Some of you have kindly expressed the desire to help Richard. Later today, I should have some information as to where you can send money, should you wish. I’ll post it as soon as I get it.


PART III on Monday

(The photo, which is not of Richard, came from the LA Homeless Blog.)


  • Thanks Celeste. I’ll keep checking back.

    I’ll share this thought: recently when I visited my old neighborhood of Santa Monica, I’ve been struck by the fact that I see some of the same homeless people that I reconized from when I lived there 15 years ago. They are still there. Living on the street. Years later.

    Okay, enough for now.

  • The story of Richard is one of hundreds of thousands across the U.S. His story and others are of concern to everyone. Too many families are living paycheck to paycheck. No matter how or why these people end up on the streets we must not judge them.
    10% of homeless on the streets have a pet and can not find shelter or motels that allow pets. A car is safe and warm. Their pets are nonjudgmental, offer comfort, and provide an emotional bond of loyalty. But the tragic part is, the pets of the homeless do not choose their owners and the owners have a hard time feeding them. “Feeding Pets of the Homeless” is a nonprofit organziation that is asking veterinary clinics as well as pet businesses to join the organziation so there will be more collection sites.

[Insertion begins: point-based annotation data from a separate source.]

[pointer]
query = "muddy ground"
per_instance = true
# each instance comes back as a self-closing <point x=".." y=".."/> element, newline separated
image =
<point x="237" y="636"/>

The members collect pet food and take the collected food to food banks and soup kitchens which have agreed to distribute the pet food to the homeless and improverished they serve. The organization takes cash donations to provide grants for licensed veterinarians that will supply medical treatment and preventative care for those pets in need. Go to the website to learn how you can help.

  • Celeste: “It is deeply disturbing to realize that our social safety nets are so porous that someone…could so easily fall through them.”

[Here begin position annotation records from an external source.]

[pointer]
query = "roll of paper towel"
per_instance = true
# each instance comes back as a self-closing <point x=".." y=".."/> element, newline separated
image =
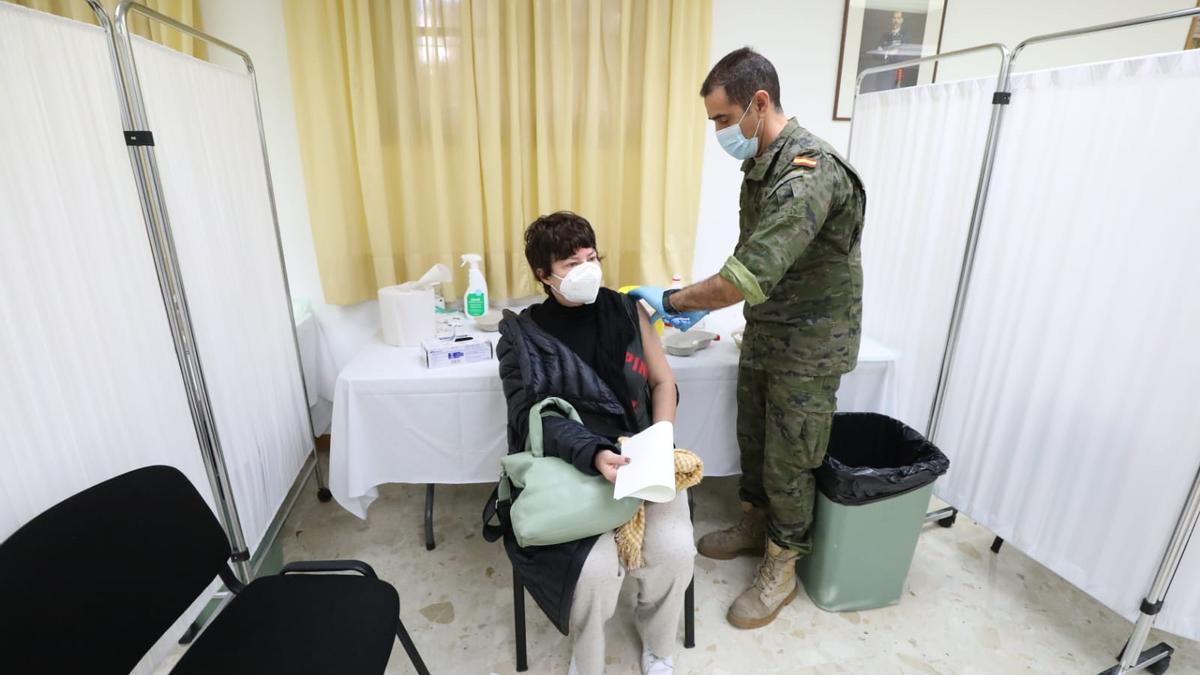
<point x="407" y="315"/>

    Genevieve Frederick: “No matter how or why these people end up on the streets we must not judge them.”

    Good grief. Social safety nets? Where’s that in the Constitution? Here we are trying to help Richard and now this has become a cause to blame society for individual difficulties because government hasn’t done enough. Even Richard admitted that he made mistakes, which really shouldn’t be the point at all. We’re not judging him, so don’t start judging “society,” which usually means that I’m not paying enough taxes.

    Any of you California liberals out there with an extra bedroom, car, and job are welcome to patch the “safety net” for Richard now before waiting on society and government.

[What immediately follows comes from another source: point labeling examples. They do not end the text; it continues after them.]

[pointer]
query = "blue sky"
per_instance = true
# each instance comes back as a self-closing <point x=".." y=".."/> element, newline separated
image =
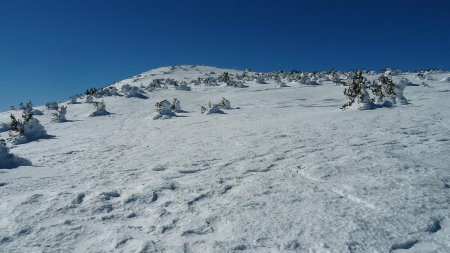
<point x="52" y="49"/>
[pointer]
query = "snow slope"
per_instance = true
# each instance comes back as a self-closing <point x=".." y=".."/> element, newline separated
<point x="287" y="172"/>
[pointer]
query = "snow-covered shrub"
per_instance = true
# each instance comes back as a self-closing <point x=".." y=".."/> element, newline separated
<point x="113" y="91"/>
<point x="237" y="84"/>
<point x="176" y="105"/>
<point x="8" y="160"/>
<point x="399" y="89"/>
<point x="225" y="78"/>
<point x="91" y="92"/>
<point x="225" y="104"/>
<point x="312" y="81"/>
<point x="280" y="84"/>
<point x="100" y="109"/>
<point x="211" y="108"/>
<point x="73" y="100"/>
<point x="52" y="105"/>
<point x="163" y="110"/>
<point x="60" y="115"/>
<point x="260" y="79"/>
<point x="28" y="107"/>
<point x="4" y="127"/>
<point x="132" y="91"/>
<point x="89" y="99"/>
<point x="182" y="86"/>
<point x="25" y="130"/>
<point x="446" y="79"/>
<point x="383" y="91"/>
<point x="357" y="94"/>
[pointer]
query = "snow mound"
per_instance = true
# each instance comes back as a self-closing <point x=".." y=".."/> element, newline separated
<point x="8" y="160"/>
<point x="446" y="79"/>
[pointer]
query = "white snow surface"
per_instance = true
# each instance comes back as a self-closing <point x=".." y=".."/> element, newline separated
<point x="287" y="172"/>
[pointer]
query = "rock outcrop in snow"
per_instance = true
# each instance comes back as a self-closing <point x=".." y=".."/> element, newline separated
<point x="163" y="110"/>
<point x="25" y="130"/>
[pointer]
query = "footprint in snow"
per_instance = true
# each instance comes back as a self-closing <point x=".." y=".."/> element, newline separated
<point x="404" y="245"/>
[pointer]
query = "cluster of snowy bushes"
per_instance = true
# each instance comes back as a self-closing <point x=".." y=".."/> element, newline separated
<point x="166" y="110"/>
<point x="216" y="107"/>
<point x="384" y="92"/>
<point x="26" y="129"/>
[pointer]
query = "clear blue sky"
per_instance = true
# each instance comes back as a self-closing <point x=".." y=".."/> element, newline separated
<point x="51" y="49"/>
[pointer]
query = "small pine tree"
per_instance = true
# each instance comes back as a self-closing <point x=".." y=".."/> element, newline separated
<point x="176" y="105"/>
<point x="211" y="108"/>
<point x="357" y="93"/>
<point x="25" y="130"/>
<point x="52" y="105"/>
<point x="60" y="115"/>
<point x="163" y="109"/>
<point x="89" y="99"/>
<point x="225" y="104"/>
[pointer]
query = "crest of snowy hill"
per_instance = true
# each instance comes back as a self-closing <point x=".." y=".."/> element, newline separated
<point x="203" y="159"/>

    Richard, how would it sound to live in artsy Topanga, drive a extra car of a Woodland Hills resident who has both a Corvette and a GTO, and eat courtesy tamales and horchata from Mama’s Hot Tamales Cafe?

    Charity with liberals rarely seems to begin with them sacrificing.

    Now, how’s that funding project coming?

    Hang in there, Richard.

  • Actually Woody I don’t really dig the Topanga scene. Now a nice place in Malibu – say Paradise Cove – would be more to my liking. ButI’ll settle for the Palisades.

  • In our lives, we suffer a lot.. We walk through on several trials, that causes us to give up. Sometimes we think life is so unfair because of the hindrance we’ve been through. We struggle a lot to survive, but when things went wrong and everything is gone, we find someone to blame on and ask “why me?”..But things are just not constant, things may come and go, if not today, tommorrow, or never. But we need to value things that comes along our way, looking back the past may serve as our guidance to a new and better path forward..

    “Every problem has a gift inside. We seek problems because we want their gifts.”


  • Just starting out with a free bag lunch program.
    please tell me where I should start. I will feed about 400 people to start.